A great metric in isolation is meaningless. Benchmarking puts your design next to known references so 'good' has a number. CrystalSim's Benchmarks module compares your saved designs against published silicon (Apple M4, NVIDIA H100, Intel Lunar Lake) and against research devices (Tokyo InGaOx GAA, Georgia Tech piezotronic).
Match metric to application
- AI workloads (datacenter): TOPS, perf/area, memory bandwidth. - Mobile / edge AI: TOPS/W first, then TOPS/mm². - High-performance computing: raw FLOPS, sustained perf/W under load, thermal headroom. - IoT / sensors: TOPS/W and quiescent power dominate; absolute throughput barely matters.
Rule: define the application before opening the benchmark page.

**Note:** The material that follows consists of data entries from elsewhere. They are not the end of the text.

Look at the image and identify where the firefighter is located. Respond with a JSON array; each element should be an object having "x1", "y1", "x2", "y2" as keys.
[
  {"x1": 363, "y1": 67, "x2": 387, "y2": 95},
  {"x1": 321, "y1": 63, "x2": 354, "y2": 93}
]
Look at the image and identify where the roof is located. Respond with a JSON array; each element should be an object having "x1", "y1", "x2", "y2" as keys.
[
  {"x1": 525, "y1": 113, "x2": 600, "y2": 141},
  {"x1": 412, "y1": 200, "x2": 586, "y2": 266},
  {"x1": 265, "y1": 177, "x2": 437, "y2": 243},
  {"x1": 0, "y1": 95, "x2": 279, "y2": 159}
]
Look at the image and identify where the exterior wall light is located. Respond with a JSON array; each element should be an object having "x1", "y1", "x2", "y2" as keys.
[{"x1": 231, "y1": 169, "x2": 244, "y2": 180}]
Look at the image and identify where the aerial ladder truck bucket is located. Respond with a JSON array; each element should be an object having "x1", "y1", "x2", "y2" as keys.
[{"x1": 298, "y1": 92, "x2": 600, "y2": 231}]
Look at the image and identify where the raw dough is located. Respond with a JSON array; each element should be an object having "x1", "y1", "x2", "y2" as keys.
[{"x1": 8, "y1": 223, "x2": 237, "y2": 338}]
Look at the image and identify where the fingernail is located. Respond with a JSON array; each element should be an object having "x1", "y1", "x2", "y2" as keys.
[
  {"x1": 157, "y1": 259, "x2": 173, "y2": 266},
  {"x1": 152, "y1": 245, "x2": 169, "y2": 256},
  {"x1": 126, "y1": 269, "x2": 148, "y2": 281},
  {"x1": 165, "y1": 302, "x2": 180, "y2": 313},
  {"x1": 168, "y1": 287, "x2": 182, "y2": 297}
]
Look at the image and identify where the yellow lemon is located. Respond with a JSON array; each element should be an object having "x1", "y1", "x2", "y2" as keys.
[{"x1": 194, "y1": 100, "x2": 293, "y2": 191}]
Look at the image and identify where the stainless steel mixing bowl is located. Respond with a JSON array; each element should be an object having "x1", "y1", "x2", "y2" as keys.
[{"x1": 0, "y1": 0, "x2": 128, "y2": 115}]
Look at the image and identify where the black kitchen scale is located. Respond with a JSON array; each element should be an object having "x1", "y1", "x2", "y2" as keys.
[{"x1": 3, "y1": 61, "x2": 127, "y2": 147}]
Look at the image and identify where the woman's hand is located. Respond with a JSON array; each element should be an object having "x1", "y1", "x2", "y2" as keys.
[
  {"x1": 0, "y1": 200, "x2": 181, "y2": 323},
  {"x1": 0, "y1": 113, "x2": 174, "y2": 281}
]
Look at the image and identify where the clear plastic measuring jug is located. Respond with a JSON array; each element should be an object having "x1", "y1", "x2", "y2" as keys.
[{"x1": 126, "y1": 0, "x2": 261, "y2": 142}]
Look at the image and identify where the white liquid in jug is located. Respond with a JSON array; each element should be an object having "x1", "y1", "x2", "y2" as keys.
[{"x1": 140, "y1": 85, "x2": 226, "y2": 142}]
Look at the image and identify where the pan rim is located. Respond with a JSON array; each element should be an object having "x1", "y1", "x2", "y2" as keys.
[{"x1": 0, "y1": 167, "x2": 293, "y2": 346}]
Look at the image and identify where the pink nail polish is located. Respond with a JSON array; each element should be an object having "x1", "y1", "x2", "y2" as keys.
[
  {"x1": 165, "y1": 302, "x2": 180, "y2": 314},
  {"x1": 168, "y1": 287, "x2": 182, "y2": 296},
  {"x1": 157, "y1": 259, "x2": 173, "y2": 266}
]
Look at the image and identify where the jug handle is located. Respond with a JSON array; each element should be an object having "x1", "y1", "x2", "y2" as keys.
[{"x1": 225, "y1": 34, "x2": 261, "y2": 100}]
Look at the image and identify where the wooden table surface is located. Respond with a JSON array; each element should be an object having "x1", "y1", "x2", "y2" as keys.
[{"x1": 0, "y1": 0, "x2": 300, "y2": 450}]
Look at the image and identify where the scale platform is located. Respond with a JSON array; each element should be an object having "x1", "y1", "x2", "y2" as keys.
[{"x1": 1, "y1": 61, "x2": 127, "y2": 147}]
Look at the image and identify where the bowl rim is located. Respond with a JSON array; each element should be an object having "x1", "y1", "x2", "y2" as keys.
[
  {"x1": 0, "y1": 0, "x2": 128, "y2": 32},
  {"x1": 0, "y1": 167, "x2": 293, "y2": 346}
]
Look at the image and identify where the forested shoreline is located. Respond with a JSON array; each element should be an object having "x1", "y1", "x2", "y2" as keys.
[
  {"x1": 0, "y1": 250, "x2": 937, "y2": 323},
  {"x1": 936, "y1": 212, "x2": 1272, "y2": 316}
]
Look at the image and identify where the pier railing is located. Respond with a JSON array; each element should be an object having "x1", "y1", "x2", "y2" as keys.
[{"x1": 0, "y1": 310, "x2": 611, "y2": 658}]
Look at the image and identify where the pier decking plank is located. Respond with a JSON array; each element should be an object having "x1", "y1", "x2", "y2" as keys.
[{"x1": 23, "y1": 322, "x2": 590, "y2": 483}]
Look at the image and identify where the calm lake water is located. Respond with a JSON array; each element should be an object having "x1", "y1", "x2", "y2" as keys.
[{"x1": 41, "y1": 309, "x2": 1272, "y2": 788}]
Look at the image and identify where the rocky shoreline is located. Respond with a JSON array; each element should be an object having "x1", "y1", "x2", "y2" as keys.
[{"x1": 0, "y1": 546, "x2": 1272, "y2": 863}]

Otherwise you'll cherry-pick the metric that flatters you.
Exercise — Crystal-EM vs the world
1. Open the Chip Builder, load the Crystal-EM Hybrid template (Templates menu). 2. Run the full test suite in the Test Lab. 3. Open Benchmarks. 4. Stack your design up against Apple M4 and Tokyo InGaOx GAA. 5. Read the radar chart and table side-by-side.
Reading the result
Crystal-EM should typically win on TOPS/W (resonant gating + lower V_dd) and lose on absolute TOPS until volume manufacturing matures (low TRL + small dies). Use that pattern in your write-up: 'Crystal-EM wins where energy is the bottleneck, loses where raw throughput dominates.' That sentence is honest, defensible, and points to the next R&D step.
- Use the Benchmarks module to put your design next to real silicon.
- Match the right metric to the right application.
- Read where Crystal-EM wins and where it still loses.
- Treat benchmarks as questions, not answers.